第四話 喫茶ヴァンピール
夜の帳が完全に下り、辺りに静寂が広がる頃、私は開店の看板を出す。
店内に響くのは、少しの作業音と遠くで流れるラウンジミュージックだけだ。
慣れた手つきでコーヒーカップを拭き、棚に戻す。
ここは喫茶「ヴァンピール」。
人間だけではなく、常識の影をすり抜けた者たちが、静けさを求めて訪れる深夜の喫茶店である。
メインストリートから少し離れた場所にあるため、人通りはまばらだ。
その分、静かで落ち着いた空気が流れていて、どこか心地よい。
店の外観はどこか洋館を思わせる造りで、扉にはコウモリを模したアイアンの装飾が施され、窓枠には赤い薔薇の蔓が巻きついている。
内観は黒を基調としたシックな内装で、壁には古びた肖像画や古びた壁掛け時計。
天井にはレトロなステンドグラスシャンデリアが吊るされていて、琥珀色の光が店内を優しく照らしている。
店内にはカウンター席が五席、四人掛けのソファー席が三卓しかなく、こじんまりとした印象を与えるのは必然だ。

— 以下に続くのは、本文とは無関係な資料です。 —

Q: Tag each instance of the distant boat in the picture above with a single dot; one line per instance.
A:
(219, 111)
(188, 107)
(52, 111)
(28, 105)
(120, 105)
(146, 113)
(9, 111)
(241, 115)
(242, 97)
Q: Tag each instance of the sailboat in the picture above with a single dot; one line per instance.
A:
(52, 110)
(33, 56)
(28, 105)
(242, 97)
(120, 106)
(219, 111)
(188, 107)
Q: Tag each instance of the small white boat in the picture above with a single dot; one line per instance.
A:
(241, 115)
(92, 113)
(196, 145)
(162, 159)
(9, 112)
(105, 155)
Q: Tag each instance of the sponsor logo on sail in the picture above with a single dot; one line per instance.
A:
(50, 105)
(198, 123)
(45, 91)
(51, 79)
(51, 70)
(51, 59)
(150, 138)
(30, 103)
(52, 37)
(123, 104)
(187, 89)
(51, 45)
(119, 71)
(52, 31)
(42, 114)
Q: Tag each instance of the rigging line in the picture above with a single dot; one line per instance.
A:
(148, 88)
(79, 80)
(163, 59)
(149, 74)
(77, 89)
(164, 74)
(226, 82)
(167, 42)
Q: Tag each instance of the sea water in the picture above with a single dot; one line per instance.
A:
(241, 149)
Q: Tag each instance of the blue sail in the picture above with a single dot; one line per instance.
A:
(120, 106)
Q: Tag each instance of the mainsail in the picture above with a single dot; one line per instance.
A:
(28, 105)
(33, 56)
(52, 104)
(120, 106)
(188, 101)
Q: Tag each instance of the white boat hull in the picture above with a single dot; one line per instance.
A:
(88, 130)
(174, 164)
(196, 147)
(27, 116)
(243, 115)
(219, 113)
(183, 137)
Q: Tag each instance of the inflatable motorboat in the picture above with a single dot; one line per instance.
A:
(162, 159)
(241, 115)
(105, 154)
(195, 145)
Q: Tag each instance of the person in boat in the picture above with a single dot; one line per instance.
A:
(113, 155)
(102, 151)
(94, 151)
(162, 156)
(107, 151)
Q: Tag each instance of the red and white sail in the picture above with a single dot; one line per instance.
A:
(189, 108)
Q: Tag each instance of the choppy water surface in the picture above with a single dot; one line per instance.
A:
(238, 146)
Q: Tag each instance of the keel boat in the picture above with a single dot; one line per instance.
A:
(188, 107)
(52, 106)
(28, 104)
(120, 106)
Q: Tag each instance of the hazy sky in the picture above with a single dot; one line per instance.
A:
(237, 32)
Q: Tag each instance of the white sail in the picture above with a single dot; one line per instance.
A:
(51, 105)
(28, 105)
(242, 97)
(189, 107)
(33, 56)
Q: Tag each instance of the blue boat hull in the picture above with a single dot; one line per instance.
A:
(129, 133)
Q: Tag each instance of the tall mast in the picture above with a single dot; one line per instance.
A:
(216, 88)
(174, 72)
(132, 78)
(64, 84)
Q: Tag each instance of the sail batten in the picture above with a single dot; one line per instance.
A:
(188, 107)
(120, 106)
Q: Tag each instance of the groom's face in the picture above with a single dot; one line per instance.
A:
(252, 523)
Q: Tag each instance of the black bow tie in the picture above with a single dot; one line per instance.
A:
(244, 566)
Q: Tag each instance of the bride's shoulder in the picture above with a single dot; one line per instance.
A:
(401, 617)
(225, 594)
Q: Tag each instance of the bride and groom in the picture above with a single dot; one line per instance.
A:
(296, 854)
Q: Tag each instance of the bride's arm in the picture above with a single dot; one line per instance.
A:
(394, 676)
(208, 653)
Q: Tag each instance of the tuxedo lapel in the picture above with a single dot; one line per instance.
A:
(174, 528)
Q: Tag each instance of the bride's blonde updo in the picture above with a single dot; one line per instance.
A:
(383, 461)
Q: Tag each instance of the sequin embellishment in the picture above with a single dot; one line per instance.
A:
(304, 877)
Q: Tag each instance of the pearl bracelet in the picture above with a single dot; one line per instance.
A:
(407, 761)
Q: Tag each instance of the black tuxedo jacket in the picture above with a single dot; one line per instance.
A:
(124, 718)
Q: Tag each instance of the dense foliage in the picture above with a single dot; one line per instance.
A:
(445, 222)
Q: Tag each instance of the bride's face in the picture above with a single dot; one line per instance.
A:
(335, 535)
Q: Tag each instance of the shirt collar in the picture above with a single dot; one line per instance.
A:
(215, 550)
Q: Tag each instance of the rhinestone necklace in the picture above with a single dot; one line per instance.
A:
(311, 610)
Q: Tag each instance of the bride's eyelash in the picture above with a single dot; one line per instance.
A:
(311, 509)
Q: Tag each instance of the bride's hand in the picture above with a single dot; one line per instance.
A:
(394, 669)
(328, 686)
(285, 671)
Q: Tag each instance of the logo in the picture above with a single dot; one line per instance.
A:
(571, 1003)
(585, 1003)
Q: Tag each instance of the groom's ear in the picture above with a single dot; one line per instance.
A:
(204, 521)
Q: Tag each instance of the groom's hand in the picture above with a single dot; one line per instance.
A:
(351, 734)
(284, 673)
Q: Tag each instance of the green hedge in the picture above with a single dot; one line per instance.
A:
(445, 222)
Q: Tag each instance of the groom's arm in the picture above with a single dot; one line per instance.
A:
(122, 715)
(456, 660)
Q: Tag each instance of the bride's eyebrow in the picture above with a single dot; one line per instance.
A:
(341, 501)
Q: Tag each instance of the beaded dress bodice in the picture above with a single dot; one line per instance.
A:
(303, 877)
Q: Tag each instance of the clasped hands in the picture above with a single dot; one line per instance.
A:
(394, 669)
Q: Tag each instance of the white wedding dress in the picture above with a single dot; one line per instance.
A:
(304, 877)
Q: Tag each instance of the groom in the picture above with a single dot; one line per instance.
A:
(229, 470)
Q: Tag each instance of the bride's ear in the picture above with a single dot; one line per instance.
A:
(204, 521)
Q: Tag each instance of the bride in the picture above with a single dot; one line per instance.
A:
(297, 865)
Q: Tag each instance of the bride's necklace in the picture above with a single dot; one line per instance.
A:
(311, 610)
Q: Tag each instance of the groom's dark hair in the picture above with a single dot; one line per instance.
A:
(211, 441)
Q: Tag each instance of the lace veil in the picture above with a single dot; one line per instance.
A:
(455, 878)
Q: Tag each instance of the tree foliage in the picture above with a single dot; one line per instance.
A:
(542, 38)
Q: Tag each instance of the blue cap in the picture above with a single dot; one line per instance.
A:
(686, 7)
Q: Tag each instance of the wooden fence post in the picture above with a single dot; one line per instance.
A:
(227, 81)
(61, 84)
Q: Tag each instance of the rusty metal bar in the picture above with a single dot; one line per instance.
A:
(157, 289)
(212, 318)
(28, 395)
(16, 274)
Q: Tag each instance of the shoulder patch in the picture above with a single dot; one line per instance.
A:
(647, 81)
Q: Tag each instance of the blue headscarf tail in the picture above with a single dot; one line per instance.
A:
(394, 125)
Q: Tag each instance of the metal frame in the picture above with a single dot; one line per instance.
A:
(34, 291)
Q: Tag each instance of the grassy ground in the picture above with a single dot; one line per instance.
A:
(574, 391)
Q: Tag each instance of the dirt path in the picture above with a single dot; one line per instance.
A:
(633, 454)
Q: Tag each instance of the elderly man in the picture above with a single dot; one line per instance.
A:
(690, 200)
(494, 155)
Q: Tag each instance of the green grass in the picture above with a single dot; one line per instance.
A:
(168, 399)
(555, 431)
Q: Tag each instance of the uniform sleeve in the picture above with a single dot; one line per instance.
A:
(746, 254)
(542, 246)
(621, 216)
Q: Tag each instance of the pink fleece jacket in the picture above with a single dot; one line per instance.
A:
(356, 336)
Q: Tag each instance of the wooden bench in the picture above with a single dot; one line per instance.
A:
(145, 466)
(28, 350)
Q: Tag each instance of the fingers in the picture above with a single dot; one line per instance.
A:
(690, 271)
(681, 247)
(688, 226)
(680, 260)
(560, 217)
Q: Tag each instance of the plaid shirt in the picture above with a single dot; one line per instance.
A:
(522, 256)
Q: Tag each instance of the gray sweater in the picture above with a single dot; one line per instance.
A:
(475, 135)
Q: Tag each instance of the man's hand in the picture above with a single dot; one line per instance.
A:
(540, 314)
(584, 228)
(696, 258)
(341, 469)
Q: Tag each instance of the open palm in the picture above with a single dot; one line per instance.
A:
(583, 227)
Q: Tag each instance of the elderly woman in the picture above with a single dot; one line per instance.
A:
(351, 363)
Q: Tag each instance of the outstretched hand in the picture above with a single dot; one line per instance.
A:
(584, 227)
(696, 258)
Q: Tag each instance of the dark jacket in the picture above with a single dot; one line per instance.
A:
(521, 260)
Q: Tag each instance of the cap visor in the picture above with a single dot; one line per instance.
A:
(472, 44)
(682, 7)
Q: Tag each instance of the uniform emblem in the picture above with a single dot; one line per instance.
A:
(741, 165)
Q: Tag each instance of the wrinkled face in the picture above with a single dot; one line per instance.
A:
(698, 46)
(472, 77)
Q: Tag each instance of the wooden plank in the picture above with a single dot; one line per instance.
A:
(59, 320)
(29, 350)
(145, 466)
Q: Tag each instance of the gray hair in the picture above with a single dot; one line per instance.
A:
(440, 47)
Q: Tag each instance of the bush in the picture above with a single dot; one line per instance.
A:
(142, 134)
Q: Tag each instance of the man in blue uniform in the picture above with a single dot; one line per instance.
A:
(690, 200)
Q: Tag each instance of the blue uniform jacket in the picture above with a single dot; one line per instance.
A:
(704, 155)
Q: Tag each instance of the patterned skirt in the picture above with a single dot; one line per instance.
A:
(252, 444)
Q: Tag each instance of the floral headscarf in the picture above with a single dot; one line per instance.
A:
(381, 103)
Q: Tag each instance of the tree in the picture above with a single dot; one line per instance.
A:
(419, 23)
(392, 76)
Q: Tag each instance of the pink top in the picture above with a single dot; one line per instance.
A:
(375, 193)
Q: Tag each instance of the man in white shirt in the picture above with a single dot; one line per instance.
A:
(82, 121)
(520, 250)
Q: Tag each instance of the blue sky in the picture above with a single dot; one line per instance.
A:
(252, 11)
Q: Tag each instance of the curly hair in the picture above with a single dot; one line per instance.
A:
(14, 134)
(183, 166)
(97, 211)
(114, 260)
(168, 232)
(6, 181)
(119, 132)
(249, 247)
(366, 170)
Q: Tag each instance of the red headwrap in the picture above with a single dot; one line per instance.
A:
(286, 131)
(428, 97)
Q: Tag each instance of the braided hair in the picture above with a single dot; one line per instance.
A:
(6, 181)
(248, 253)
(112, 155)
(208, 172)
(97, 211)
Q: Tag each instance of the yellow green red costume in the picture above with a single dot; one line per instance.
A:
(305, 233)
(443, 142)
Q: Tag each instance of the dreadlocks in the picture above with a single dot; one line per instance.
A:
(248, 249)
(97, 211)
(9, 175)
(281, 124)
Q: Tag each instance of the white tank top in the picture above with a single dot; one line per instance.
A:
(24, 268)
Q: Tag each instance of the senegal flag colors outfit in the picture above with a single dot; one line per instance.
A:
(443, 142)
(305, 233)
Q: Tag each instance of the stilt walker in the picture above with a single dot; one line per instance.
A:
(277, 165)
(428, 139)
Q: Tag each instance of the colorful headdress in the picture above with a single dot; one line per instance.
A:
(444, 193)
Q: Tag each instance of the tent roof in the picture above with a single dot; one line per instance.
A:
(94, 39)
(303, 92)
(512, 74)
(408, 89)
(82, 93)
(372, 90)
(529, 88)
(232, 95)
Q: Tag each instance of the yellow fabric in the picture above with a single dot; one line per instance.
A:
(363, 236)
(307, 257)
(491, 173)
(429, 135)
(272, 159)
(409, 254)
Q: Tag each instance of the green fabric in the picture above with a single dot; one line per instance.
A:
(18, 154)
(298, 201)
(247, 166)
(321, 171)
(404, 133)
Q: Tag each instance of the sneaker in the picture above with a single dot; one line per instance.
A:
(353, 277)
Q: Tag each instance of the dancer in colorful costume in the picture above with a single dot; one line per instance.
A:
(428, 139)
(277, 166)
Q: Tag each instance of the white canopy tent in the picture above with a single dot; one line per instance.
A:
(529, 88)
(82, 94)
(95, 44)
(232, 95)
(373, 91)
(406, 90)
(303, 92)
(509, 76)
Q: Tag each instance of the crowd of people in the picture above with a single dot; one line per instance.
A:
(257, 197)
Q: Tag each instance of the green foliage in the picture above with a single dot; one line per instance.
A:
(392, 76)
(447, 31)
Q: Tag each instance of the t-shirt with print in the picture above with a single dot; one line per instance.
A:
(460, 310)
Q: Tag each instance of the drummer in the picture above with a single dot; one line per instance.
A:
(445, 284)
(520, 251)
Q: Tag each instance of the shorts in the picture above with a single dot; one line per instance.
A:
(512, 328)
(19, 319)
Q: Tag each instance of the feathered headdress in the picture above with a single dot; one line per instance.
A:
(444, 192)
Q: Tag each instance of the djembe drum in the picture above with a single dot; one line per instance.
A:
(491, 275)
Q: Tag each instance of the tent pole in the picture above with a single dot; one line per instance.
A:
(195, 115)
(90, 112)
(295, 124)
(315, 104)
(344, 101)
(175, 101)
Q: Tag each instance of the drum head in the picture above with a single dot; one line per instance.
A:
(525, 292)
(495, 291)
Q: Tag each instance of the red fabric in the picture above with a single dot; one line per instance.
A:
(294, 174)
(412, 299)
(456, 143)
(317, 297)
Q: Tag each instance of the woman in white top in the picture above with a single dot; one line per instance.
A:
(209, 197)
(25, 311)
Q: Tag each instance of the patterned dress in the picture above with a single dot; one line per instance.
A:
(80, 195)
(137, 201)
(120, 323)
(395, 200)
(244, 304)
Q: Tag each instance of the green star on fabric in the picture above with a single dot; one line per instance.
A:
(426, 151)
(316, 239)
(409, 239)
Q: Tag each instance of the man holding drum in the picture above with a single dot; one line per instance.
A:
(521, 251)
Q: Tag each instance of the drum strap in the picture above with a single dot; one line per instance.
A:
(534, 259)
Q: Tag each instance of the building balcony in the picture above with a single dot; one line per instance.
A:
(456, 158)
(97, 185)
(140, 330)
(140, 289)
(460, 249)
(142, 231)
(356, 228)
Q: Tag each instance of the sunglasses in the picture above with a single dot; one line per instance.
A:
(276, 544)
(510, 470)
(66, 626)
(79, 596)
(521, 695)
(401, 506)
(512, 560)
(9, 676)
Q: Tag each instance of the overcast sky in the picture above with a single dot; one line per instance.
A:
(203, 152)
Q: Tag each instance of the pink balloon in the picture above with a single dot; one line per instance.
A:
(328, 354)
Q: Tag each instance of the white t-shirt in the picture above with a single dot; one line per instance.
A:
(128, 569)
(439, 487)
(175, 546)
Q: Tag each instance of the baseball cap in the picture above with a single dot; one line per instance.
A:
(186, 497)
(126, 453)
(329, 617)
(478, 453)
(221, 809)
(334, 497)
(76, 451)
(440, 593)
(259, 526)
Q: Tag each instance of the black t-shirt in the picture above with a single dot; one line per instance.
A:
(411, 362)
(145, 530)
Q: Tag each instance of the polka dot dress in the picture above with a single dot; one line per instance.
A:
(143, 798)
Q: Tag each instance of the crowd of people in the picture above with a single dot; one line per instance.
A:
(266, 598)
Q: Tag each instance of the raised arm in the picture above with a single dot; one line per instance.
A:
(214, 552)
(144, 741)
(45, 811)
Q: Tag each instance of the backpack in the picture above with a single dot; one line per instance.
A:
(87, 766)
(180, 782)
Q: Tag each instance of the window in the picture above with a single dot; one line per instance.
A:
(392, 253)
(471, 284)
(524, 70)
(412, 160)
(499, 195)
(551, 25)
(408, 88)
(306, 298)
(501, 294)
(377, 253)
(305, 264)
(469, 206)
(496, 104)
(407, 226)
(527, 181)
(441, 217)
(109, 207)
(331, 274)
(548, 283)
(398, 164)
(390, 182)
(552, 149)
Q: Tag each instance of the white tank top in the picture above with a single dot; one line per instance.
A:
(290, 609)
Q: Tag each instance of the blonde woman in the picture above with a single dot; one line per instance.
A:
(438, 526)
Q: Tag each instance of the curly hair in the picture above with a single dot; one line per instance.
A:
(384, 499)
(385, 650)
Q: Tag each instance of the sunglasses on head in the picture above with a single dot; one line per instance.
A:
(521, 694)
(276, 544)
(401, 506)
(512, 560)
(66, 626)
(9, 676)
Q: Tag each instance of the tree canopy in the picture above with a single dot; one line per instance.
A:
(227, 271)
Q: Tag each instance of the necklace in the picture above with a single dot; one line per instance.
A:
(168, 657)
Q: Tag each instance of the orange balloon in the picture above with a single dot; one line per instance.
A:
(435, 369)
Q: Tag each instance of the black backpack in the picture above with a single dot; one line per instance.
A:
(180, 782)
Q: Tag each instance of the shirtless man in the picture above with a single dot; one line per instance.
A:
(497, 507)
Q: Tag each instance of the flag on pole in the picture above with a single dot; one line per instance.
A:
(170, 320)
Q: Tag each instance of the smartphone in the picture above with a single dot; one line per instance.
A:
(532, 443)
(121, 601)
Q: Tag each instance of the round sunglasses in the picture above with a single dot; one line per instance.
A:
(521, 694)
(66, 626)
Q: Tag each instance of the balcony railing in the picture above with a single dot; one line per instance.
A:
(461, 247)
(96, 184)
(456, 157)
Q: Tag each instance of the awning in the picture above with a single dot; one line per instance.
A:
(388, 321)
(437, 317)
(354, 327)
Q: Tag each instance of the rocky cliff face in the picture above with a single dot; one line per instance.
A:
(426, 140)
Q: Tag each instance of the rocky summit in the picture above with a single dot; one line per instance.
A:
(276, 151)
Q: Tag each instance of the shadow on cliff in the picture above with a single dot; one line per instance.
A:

目の前にはメイド服に身を包んだ、住み込みで働いているツインテールの女性がいる。
彼女は無言でカウンターの上を磨いていた。
働き始めた当初は、この格好をするのが嫌だと散々文句を言っていたが、今ではすっかり馴染んでいる。
彼女の名前はエルゼ。
本来は腰まであるくせ毛の強い灰色の髪に、褐色の肌。
身長はかなり高めで、百九十センチメートルの私とほぼ変わらない。
ショッピングモールで彼女を見失うことはまずないだろう。
今は人間の形を保っているが、満月になると狼女に変身する異形の者だ。
私たちが住んでいるこの街の名は「ツクヨミシティ」。
不思議なことに、ここには人間だけでなく、彼女のような異形の者たちが多く訪れる。
まあ、私自身もご多分に漏れず後者なのだが……。
「今日も暇だなぁ……」
「まだ開店してから十分も経ってないぞ。それより、掃除は終わったのか?」
「おう、今日もピカピカだぜ」
「ほぉ、それはご苦労。……で、これはなんだ?」
カウンターの隅を手でなぞってみると、指には埃がついていた。
彼女を一瞥すると、視線を泳がせながら頭を掻いている。
「あ、あれぇ~? しっかりと掃除したはずなんだけどなぁ~?」
「罰として、今日はおやつ抜きだな」
「そ、それは嫌だ! もう一回チャンスをくれよ!」
「ふっ、そんなに慌てるな。今日だけは見逃してやる。明日以降の君に期待しているぞ」
「おいおい、今日は妙に優しいな。もしかして、下心でもあるのか?」
「よし、やっぱりおやつ抜きだ」
「ごめんなさい。アデル様は神様です」
「神様はお客様だ」
掃除が終わってから数分後、チリン、と控えめなドアベルの音が店内に響く。
私は拭いていたカップを置き、お客様に笑顔を向けた。
「いらっしゃいませ」
「こんばんは。今日もいい夜だね、マスター」
「よお、シノ。昨日ぶりだな。毎晩来るのはいいが、身体は大丈夫なのか?」
「こんばんは、エルちゃん。気を遣ってくれてありがとう。でも、わたしはまだまだ元気だよ」
今夜最初のお客様は、常連客でもある、シノ・ユキヒラさんだ。
私はいつもシノさんと呼んでいる。
肩まである艶やかな銀髪、グレーのジャケットにダークグリーンのロングスカート。
赤いスカーフに赤い縁のサングラスが特徴的な女性だ。
なおかつ、高めのヒールを履いており、スタイルも齢七十とは思えないほど若々しい。
シノさんがカウンター席に座ると同時に、コーヒー豆を挽き始める。
その間、エルゼは水の入ったグラスとおしぼりを乗せたトレーを、シノさんの右側に置く。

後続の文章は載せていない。